Some young men, as they advance in the priesthood, plan for a mission, or prepare to go to the temple, realize they suffer from a snakebite that has spiritually poisoned them. Sexual sins are among the most poisonous.
If you or someone you know has been poisoned spiritually, there is a spiritual snakebite kit. It’s called repentance. And like the remedy for a temporal snakebite, it is most effective if applied quickly and early. It can combat even the most venomous spiritual poisons. “For, behold, the Lord your Redeemer suffered death in the flesh; wherefore he suffered the pain of all men, that all men might repent and come unto him” (D&C 18:11). The miracle of forgiveness is real. Your repentance is honored of the Lord.

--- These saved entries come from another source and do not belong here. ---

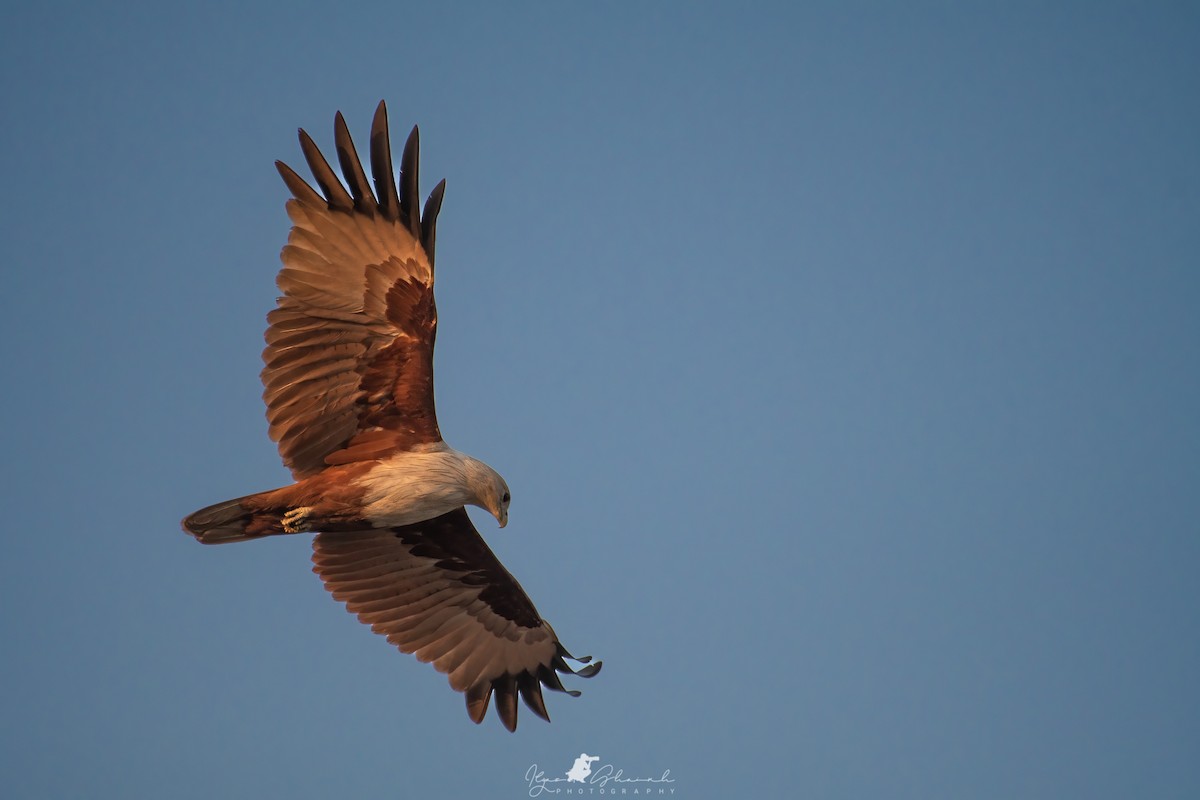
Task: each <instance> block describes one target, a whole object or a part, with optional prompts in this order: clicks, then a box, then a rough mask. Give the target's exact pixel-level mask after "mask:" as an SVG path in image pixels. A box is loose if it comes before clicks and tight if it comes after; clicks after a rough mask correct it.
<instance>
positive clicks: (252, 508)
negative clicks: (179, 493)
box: [184, 492, 283, 545]
mask: <svg viewBox="0 0 1200 800" xmlns="http://www.w3.org/2000/svg"><path fill="white" fill-rule="evenodd" d="M263 494H265V492H264V493H263ZM259 497H260V495H259V494H247V495H246V497H244V498H235V499H233V500H226V501H224V503H217V504H216V505H211V506H208V507H205V509H200V510H199V511H197V512H196V513H193V515H188V516H187V517H185V518H184V530H186V531H187V533H190V534H191V535H192V536H196V539H197V541H199V542H200V543H202V545H228V543H229V542H244V541H246V540H250V539H262V537H263V536H270V535H271V534H282V533H283V524H282V522H281V521H280V515H278V513H271V512H264V511H263V509H262V505H260V504H256V503H253V500H256V499H258V498H259Z"/></svg>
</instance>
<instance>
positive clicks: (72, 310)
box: [0, 2, 1200, 799]
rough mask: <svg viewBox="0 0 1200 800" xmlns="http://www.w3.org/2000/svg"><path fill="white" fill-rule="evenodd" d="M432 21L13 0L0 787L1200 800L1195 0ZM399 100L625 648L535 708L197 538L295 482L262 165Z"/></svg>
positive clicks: (482, 322)
mask: <svg viewBox="0 0 1200 800" xmlns="http://www.w3.org/2000/svg"><path fill="white" fill-rule="evenodd" d="M440 5H442V4H396V2H391V4H346V5H343V6H340V7H338V10H337V11H336V12H335V11H332V10H331V8H330V7H326V6H319V5H316V4H311V5H310V4H293V5H292V6H289V7H288V8H287V10H286V11H284V10H282V7H278V8H274V7H268V6H266V5H264V4H229V2H211V4H196V5H187V6H185V7H178V8H166V7H162V6H160V5H157V4H155V5H151V4H145V5H142V6H138V5H136V4H121V5H120V6H115V5H113V6H106V5H104V4H79V5H56V4H43V5H40V6H38V7H37V8H32V7H25V8H23V10H19V11H13V12H10V13H8V14H7V17H6V23H5V25H4V30H2V31H0V46H2V47H0V62H2V72H0V76H2V78H0V79H2V86H4V89H2V92H4V94H2V96H4V108H5V112H4V113H5V125H4V126H0V143H2V145H4V146H2V148H0V152H2V154H4V155H2V158H4V174H5V178H6V181H5V184H6V190H7V191H6V192H5V199H4V200H2V203H4V216H2V223H0V224H2V227H4V229H2V235H0V255H2V261H4V264H5V275H6V276H7V285H6V291H5V293H4V296H2V299H0V303H2V306H4V314H2V319H0V324H2V325H4V336H2V338H0V348H2V354H4V355H2V357H4V365H5V373H6V375H7V380H6V391H5V392H4V393H2V397H0V411H2V414H4V416H5V419H6V420H7V425H5V426H4V444H5V450H6V452H7V469H6V481H5V494H6V506H7V527H6V528H7V530H6V552H5V564H6V566H7V578H6V579H5V581H4V582H2V583H0V601H2V603H4V608H5V609H6V612H5V614H4V616H2V622H0V625H2V630H0V634H2V640H4V642H5V646H4V651H2V654H0V669H2V675H4V682H5V686H6V691H5V692H4V693H2V700H0V704H2V705H0V711H2V712H0V781H2V784H4V786H5V789H6V794H10V795H11V796H30V798H32V796H89V798H128V796H148V798H149V796H172V798H205V799H208V798H214V796H221V798H263V796H289V798H317V796H330V795H335V794H336V795H338V796H361V798H402V796H433V795H444V796H493V798H520V796H526V795H527V794H528V788H529V787H528V784H527V783H526V781H524V775H526V772H527V770H528V769H529V766H530V765H533V764H536V765H539V768H541V769H544V770H546V771H547V774H548V775H560V774H563V772H565V771H566V770H568V769H569V768H570V766H571V764H572V760H574V759H575V757H576V756H578V754H580V752H587V753H589V754H596V756H599V758H600V762H598V766H599V765H604V764H611V765H612V766H613V768H614V769H622V770H623V771H624V774H625V775H626V776H635V777H637V776H642V777H644V776H658V775H661V774H662V772H664V770H670V774H671V776H672V777H673V778H674V781H676V782H674V783H673V784H671V788H674V789H676V794H674V796H678V798H706V796H713V798H716V796H751V798H754V796H780V795H786V796H798V798H931V796H971V798H1014V796H1020V798H1063V796H1087V798H1130V796H1156V798H1188V796H1196V794H1198V792H1200V766H1198V763H1196V759H1195V753H1196V752H1200V690H1198V686H1196V675H1198V674H1200V630H1198V616H1200V614H1198V609H1200V591H1198V582H1196V575H1198V567H1200V527H1198V519H1200V491H1198V487H1200V415H1198V414H1196V409H1198V408H1200V378H1198V375H1200V372H1198V365H1200V271H1198V270H1200V263H1198V255H1200V148H1198V144H1196V143H1200V110H1198V106H1196V103H1195V97H1196V96H1198V89H1200V86H1198V84H1200V50H1198V48H1196V47H1195V42H1196V41H1200V14H1198V12H1196V11H1195V6H1193V5H1190V4H1165V2H1164V4H1092V2H1088V4H1056V5H1055V6H1054V7H1049V6H1048V5H1046V4H1024V2H1018V4H902V7H901V6H900V5H898V4H882V2H881V4H872V2H864V4H857V2H856V4H763V5H752V6H744V5H734V4H727V5H714V4H666V2H664V4H629V5H600V4H592V5H582V4H570V5H566V6H552V5H550V4H546V5H526V4H516V5H509V4H505V5H492V4H487V5H485V4H476V5H460V6H456V7H449V8H443V7H432V6H440ZM1001 6H1002V7H1001ZM380 98H384V100H386V101H388V103H389V109H390V116H391V122H392V127H394V132H395V133H394V138H401V136H402V133H403V131H406V130H407V127H408V126H409V125H412V124H420V126H421V133H422V142H421V144H422V166H421V167H422V176H424V186H422V190H424V191H426V192H427V191H428V190H430V188H432V186H433V184H434V181H436V180H438V179H440V178H446V180H448V191H446V199H445V205H444V206H443V212H442V217H440V221H439V227H438V267H439V275H438V301H439V302H438V305H439V315H440V327H439V336H438V353H437V362H436V363H437V383H438V387H437V391H438V409H439V421H440V423H442V429H443V432H444V433H445V435H446V438H448V440H449V441H450V443H451V444H452V445H455V446H457V447H460V449H462V450H466V451H468V452H470V453H473V455H475V456H478V457H480V458H484V459H485V461H487V462H488V463H491V464H492V465H493V467H496V468H497V469H498V470H499V471H500V473H502V474H503V475H504V476H505V477H506V480H508V482H509V485H510V486H511V487H512V492H514V503H512V510H511V517H510V524H509V527H508V528H506V529H504V530H503V531H499V530H497V529H496V527H494V523H491V522H490V521H488V519H487V518H486V517H476V521H478V524H479V525H480V529H481V531H482V533H484V535H485V536H486V537H487V539H488V541H490V542H491V545H492V546H493V548H494V549H496V551H497V553H498V555H499V557H500V558H502V559H503V560H504V561H505V564H506V565H508V567H509V569H510V570H511V571H512V572H514V573H515V575H516V576H517V577H518V578H520V581H521V582H522V583H523V585H524V587H526V589H527V590H528V591H529V594H530V595H532V596H533V599H534V601H535V602H536V603H538V606H539V609H540V610H541V613H542V614H544V615H545V616H546V618H547V619H550V620H551V621H552V622H553V624H554V626H556V628H557V631H558V632H559V634H560V636H562V638H563V639H564V642H565V643H566V645H568V646H569V648H571V649H572V650H574V651H576V652H577V654H593V655H595V656H598V657H602V658H604V660H605V670H604V673H601V675H600V676H598V678H595V679H594V680H590V681H576V685H577V687H578V688H582V690H583V696H582V697H581V698H578V699H571V698H566V697H563V696H552V697H550V698H548V704H550V714H551V716H552V718H553V723H552V724H548V726H547V724H545V723H542V722H541V721H539V720H535V718H534V717H533V716H532V715H529V714H524V715H523V716H522V720H521V726H520V728H518V730H517V733H516V734H515V735H509V734H508V733H505V732H504V730H503V728H502V727H500V726H499V723H498V721H497V720H496V718H494V717H490V718H488V720H487V721H485V723H484V724H482V726H481V727H475V726H473V724H470V722H469V721H468V720H467V716H466V712H464V709H463V702H462V698H461V697H460V696H457V694H456V693H454V692H451V690H450V688H449V686H448V684H446V681H445V679H444V678H443V676H442V675H438V674H437V673H434V672H433V670H432V669H431V668H430V667H426V666H424V664H419V663H416V662H415V660H413V658H410V657H408V656H402V655H400V654H398V652H396V651H395V650H394V649H391V648H390V646H389V645H388V644H386V642H384V640H383V639H382V638H379V637H376V636H373V634H371V633H370V631H368V630H367V628H366V627H365V626H361V625H359V624H358V622H355V621H354V619H353V618H352V616H350V615H349V614H347V613H346V610H344V609H343V608H341V607H340V606H338V604H336V603H334V602H332V601H331V600H330V599H329V597H328V596H326V594H325V591H324V590H323V588H322V587H320V583H319V581H317V578H316V577H314V576H312V575H311V573H310V567H308V555H310V549H308V543H307V541H305V537H292V539H277V540H274V541H265V542H257V543H250V545H245V546H230V547H222V548H204V547H199V546H198V545H196V543H194V542H193V541H191V540H190V539H188V537H187V536H185V535H184V534H182V533H181V531H180V530H179V519H180V518H181V517H182V516H184V515H186V513H188V512H191V511H193V510H194V509H197V507H199V506H202V505H206V504H209V503H214V501H217V500H221V499H224V498H227V497H232V495H236V494H244V493H247V492H252V491H258V489H265V488H270V487H274V486H278V485H282V483H283V482H286V481H287V473H286V471H284V470H283V468H282V467H281V464H280V462H278V457H277V455H276V452H275V450H274V446H272V445H271V443H270V441H269V440H268V438H266V429H265V427H266V426H265V422H264V415H263V407H262V402H260V391H262V387H260V385H259V383H258V371H259V368H260V363H259V351H260V349H262V332H263V327H264V324H265V323H264V315H265V313H266V312H268V309H269V308H271V307H272V305H274V299H275V295H276V290H275V287H274V277H275V272H276V270H277V267H278V260H277V254H278V249H280V247H281V246H282V243H283V241H284V237H286V235H287V219H286V216H284V213H283V200H284V198H286V190H284V187H283V185H282V182H281V181H280V180H278V176H277V175H276V173H275V169H274V167H272V162H274V160H276V158H282V160H284V161H287V162H289V163H292V164H293V166H295V167H298V168H299V167H301V166H302V158H301V157H300V151H299V146H298V145H296V142H295V128H296V127H300V126H302V127H305V128H306V130H308V131H310V132H311V133H312V134H313V136H314V138H316V139H317V142H318V144H320V145H322V146H324V148H326V149H328V148H329V146H330V145H331V142H332V116H334V112H335V110H342V112H343V113H344V114H346V116H347V120H348V122H349V125H350V130H352V132H353V133H354V134H355V137H356V138H358V140H359V142H360V150H362V146H361V143H362V142H365V139H364V136H365V133H366V131H367V128H368V126H370V119H371V112H372V110H373V108H374V104H376V103H377V102H378V101H379V100H380Z"/></svg>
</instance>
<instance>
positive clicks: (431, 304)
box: [184, 102, 600, 730]
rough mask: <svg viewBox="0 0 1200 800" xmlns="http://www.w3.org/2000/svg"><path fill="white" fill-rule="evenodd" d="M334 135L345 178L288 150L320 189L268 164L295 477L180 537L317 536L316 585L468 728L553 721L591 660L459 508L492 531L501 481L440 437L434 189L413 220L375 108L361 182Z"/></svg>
mask: <svg viewBox="0 0 1200 800" xmlns="http://www.w3.org/2000/svg"><path fill="white" fill-rule="evenodd" d="M334 133H335V144H336V150H337V161H338V164H340V166H341V169H342V175H343V176H344V179H346V184H344V186H343V184H342V181H341V180H338V178H337V175H336V174H335V173H334V170H332V168H330V166H329V162H326V161H325V158H324V156H322V154H320V150H318V148H317V145H316V144H314V143H313V140H312V138H311V137H310V136H308V134H307V133H305V132H304V131H302V130H301V131H300V149H301V150H302V151H304V156H305V161H307V162H308V168H310V169H311V170H312V174H313V178H314V179H316V182H317V187H318V188H319V190H320V191H319V192H318V191H316V190H313V188H312V187H311V186H310V185H308V184H307V182H305V180H304V179H301V178H300V176H299V175H298V174H296V173H295V172H293V170H292V168H290V167H288V166H287V164H284V163H282V162H275V166H276V168H277V169H278V170H280V175H282V176H283V182H284V184H287V186H288V188H289V190H290V191H292V196H293V197H292V199H289V200H288V203H287V211H288V216H289V217H290V219H292V223H293V227H292V233H290V234H289V235H288V243H287V245H286V246H284V247H283V252H282V254H281V259H282V261H283V269H282V270H281V271H280V273H278V277H277V278H276V283H277V285H278V288H280V290H281V291H282V293H283V296H282V297H280V299H278V306H277V307H276V308H275V309H274V311H271V312H270V313H269V314H268V318H266V319H268V323H269V326H268V329H266V349H265V350H264V351H263V361H264V362H265V365H266V366H265V368H264V369H263V373H262V378H263V385H264V387H265V390H264V392H263V398H264V401H265V402H266V416H268V421H269V423H270V437H271V439H272V440H275V441H276V443H277V444H278V449H280V455H281V456H282V458H283V463H284V464H286V465H287V467H288V469H290V470H292V475H293V477H294V479H295V482H294V483H292V485H290V486H284V487H282V488H278V489H272V491H269V492H259V493H257V494H248V495H246V497H241V498H236V499H233V500H226V501H224V503H218V504H216V505H211V506H208V507H205V509H200V510H199V511H197V512H196V513H193V515H191V516H188V517H186V518H185V519H184V530H186V531H187V533H188V534H191V535H192V536H194V537H196V539H197V540H198V541H200V542H203V543H205V545H224V543H228V542H242V541H248V540H253V539H263V537H265V536H277V535H282V534H301V533H317V531H319V533H317V535H316V537H314V539H313V545H312V546H313V557H312V560H313V565H314V566H313V572H316V573H317V575H318V576H320V579H322V581H323V582H324V583H325V588H326V589H328V590H329V591H330V593H332V595H334V597H335V599H336V600H340V601H342V602H344V603H346V606H347V608H348V609H349V610H350V612H352V613H354V614H358V618H359V619H360V620H361V621H364V622H366V624H367V625H370V626H371V630H373V631H376V632H377V633H380V634H383V636H386V637H388V640H389V642H391V643H392V644H395V645H396V646H397V648H400V649H401V650H402V651H403V652H412V654H413V655H415V656H416V657H418V658H419V660H421V661H424V662H427V663H432V664H433V666H434V667H436V668H437V669H438V670H439V672H443V673H445V674H446V675H448V676H449V680H450V686H451V687H454V688H455V690H456V691H460V692H463V693H464V694H466V699H467V714H468V715H469V716H470V718H472V720H473V721H474V722H476V723H478V722H481V721H482V718H484V716H485V715H486V712H487V706H488V703H490V700H491V698H492V696H493V694H494V697H496V710H497V714H498V716H499V717H500V721H502V722H503V723H504V727H506V728H508V729H509V730H515V729H516V724H517V696H520V697H521V698H522V699H523V700H524V703H526V705H528V706H529V709H530V710H533V712H534V714H536V715H538V716H540V717H542V718H544V720H546V721H548V720H550V716H548V715H547V712H546V704H545V702H544V698H542V694H541V687H542V686H546V687H547V688H552V690H557V691H564V692H565V691H568V690H566V688H565V687H564V686H563V682H562V680H560V679H559V675H558V673H564V674H575V675H580V676H583V678H590V676H592V675H594V674H596V672H599V669H600V662H595V663H588V662H589V661H590V658H588V657H580V658H576V657H574V656H571V654H570V652H568V651H566V649H565V648H564V646H563V645H562V643H560V642H559V640H558V636H557V634H556V633H554V630H553V628H552V627H551V626H550V624H548V622H547V621H546V620H544V619H541V616H540V615H539V614H538V609H536V608H534V604H533V602H532V601H530V600H529V596H528V595H526V593H524V590H523V589H522V588H521V584H518V583H517V582H516V579H515V578H514V577H512V576H511V575H510V573H509V571H508V570H505V569H504V565H502V564H500V561H499V560H498V559H497V558H496V555H494V554H493V553H492V551H491V549H490V548H488V547H487V545H486V543H485V542H484V540H482V537H481V536H480V535H479V533H478V531H476V530H475V527H474V525H473V524H472V522H470V518H469V517H468V516H467V510H466V507H464V506H467V505H474V506H478V507H480V509H484V510H486V511H487V512H488V513H491V515H492V516H493V517H496V521H497V522H498V523H499V525H500V528H503V527H504V525H505V524H508V518H509V501H510V500H511V497H510V494H509V487H508V485H506V483H505V482H504V479H503V477H500V475H499V474H498V473H497V471H496V470H494V469H492V468H491V467H488V465H487V464H485V463H484V462H481V461H479V459H476V458H472V457H470V456H468V455H466V453H462V452H458V451H457V450H454V449H452V447H450V446H449V445H448V444H446V443H445V441H444V440H443V439H442V432H440V431H439V429H438V422H437V415H436V413H434V407H433V339H434V337H436V335H437V325H438V315H437V307H436V306H434V302H433V245H434V234H436V229H437V217H438V211H439V210H440V207H442V196H443V192H444V191H445V181H442V182H440V184H438V185H437V187H434V190H433V192H432V193H431V194H430V197H428V199H427V200H426V203H425V207H424V212H422V210H421V207H420V204H419V196H418V158H419V154H418V149H419V148H418V130H416V128H415V127H414V128H413V132H412V133H410V134H409V137H408V142H407V143H406V144H404V151H403V156H402V158H401V166H400V179H398V182H397V180H396V174H395V173H394V170H392V161H391V145H390V143H389V139H388V109H386V107H385V106H384V103H382V102H380V103H379V107H378V108H377V109H376V114H374V121H373V124H372V126H371V151H370V154H371V179H368V178H367V175H366V173H365V172H364V169H362V163H361V161H360V160H359V157H358V154H356V152H355V150H354V143H353V140H352V139H350V133H349V130H348V128H347V126H346V120H343V119H342V115H341V113H338V114H337V115H336V116H335V119H334ZM372 181H373V185H374V190H373V191H372V188H371V185H372ZM568 660H571V661H575V662H577V663H581V664H588V666H586V667H582V668H580V669H574V668H572V667H570V666H569V664H568V663H566V661H568ZM569 693H570V694H572V696H577V694H578V692H577V691H570V692H569Z"/></svg>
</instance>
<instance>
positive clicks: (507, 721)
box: [312, 509, 600, 730]
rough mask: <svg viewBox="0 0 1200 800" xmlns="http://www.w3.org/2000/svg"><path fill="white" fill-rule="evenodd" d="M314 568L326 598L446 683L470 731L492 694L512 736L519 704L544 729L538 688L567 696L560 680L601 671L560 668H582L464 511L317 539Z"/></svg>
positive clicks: (549, 718)
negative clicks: (414, 520) (327, 589)
mask: <svg viewBox="0 0 1200 800" xmlns="http://www.w3.org/2000/svg"><path fill="white" fill-rule="evenodd" d="M312 560H313V564H314V565H316V566H314V567H313V572H316V573H317V575H319V576H320V579H322V581H324V582H325V588H326V589H329V591H331V593H332V594H334V597H335V599H337V600H340V601H342V602H344V603H346V606H347V608H348V609H349V610H350V612H353V613H355V614H358V616H359V619H360V620H361V621H364V622H366V624H367V625H370V626H371V630H373V631H374V632H376V633H382V634H384V636H386V637H388V640H389V642H391V643H392V644H395V645H396V646H397V648H400V649H401V650H402V651H403V652H412V654H414V655H415V656H416V657H418V658H419V660H421V661H424V662H428V663H432V664H433V666H434V667H436V668H437V669H438V670H439V672H443V673H445V674H446V675H449V678H450V686H452V687H454V688H455V690H457V691H460V692H464V693H466V696H467V714H468V715H469V716H470V718H472V720H474V721H475V722H481V721H482V718H484V715H485V714H486V712H487V705H488V700H490V698H491V696H492V694H493V693H494V694H496V710H497V714H498V715H499V717H500V720H502V721H503V722H504V726H505V727H506V728H508V729H509V730H515V729H516V727H517V696H518V694H520V696H521V698H522V699H523V700H524V702H526V705H528V706H529V708H530V709H532V710H533V712H534V714H536V715H538V716H540V717H542V718H544V720H547V721H548V720H550V716H548V715H547V714H546V705H545V703H544V700H542V696H541V686H542V685H545V686H547V687H548V688H553V690H557V691H566V690H565V688H564V687H563V684H562V681H560V680H559V678H558V673H559V672H563V673H571V674H577V675H581V676H584V678H590V676H592V675H594V674H596V673H598V672H599V670H600V662H596V663H594V664H592V666H589V667H584V668H583V669H580V670H578V672H576V670H574V669H571V668H570V667H569V666H568V664H566V661H565V658H572V660H574V661H580V662H583V663H586V662H587V661H589V658H574V656H571V655H570V654H569V652H568V651H566V650H565V649H564V648H563V645H562V644H560V643H559V642H558V637H556V636H554V631H553V630H552V628H551V627H550V624H548V622H546V621H545V620H542V619H541V618H540V616H539V615H538V609H536V608H534V606H533V602H530V600H529V597H528V595H526V593H524V590H523V589H521V584H518V583H517V582H516V579H515V578H514V577H512V576H511V575H509V572H508V570H505V569H504V565H502V564H500V563H499V560H498V559H497V558H496V555H494V554H493V553H492V551H491V549H488V547H487V545H486V543H484V540H482V537H481V536H480V535H479V533H478V531H476V530H475V527H474V525H473V524H472V523H470V518H469V517H468V516H467V511H466V509H457V510H455V511H451V512H449V513H445V515H442V516H440V517H436V518H433V519H428V521H426V522H421V523H416V524H413V525H406V527H403V528H394V529H390V530H370V531H362V533H349V534H344V533H342V534H319V535H318V536H317V537H316V539H314V540H313V557H312ZM570 694H578V692H576V691H572V692H570Z"/></svg>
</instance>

An important step in obtaining the cure for spiritual poison is to get on your knees and ask Heavenly Father to forgive you. Pray for the desire to do what is right. Pray for the courage to talk to your parents and the bishop if necessary. Regardless of your fears, they will continue to love you. You don’t have to do this alone. The path of repentance, though difficult, need not be traveled alone. Parents and leaders can provide valuable encouragement and support.
The power and freedom of forgiveness is real. Joy comes from living the way the Savior lived. He has asked us to keep our thoughts pure. He has promised He will help us live His standards. He has said: “Take my yoke upon you. … For my yoke is easy, and my burden is light” (Matt. 11:29–30).
Pattern our lives after the Master
Join me right now, once again to commit and to take upon you the name of Christ. Can you rise up and wield the power of God to defend righteousness? Can you stand in holy places?
We have all accepted the responsibility to pattern our life after the Master. He has committed the keys of the priesthood and of divine revelation to our living prophet, Gordon B. Hinckley. He counsels: “Stay away from pornography” (Ensign, Nov. 1999, 54). “I plead with you to get it out of your life” (Ensign, Nov. 2000, 51).
Don’t allow the poison to touch your souls.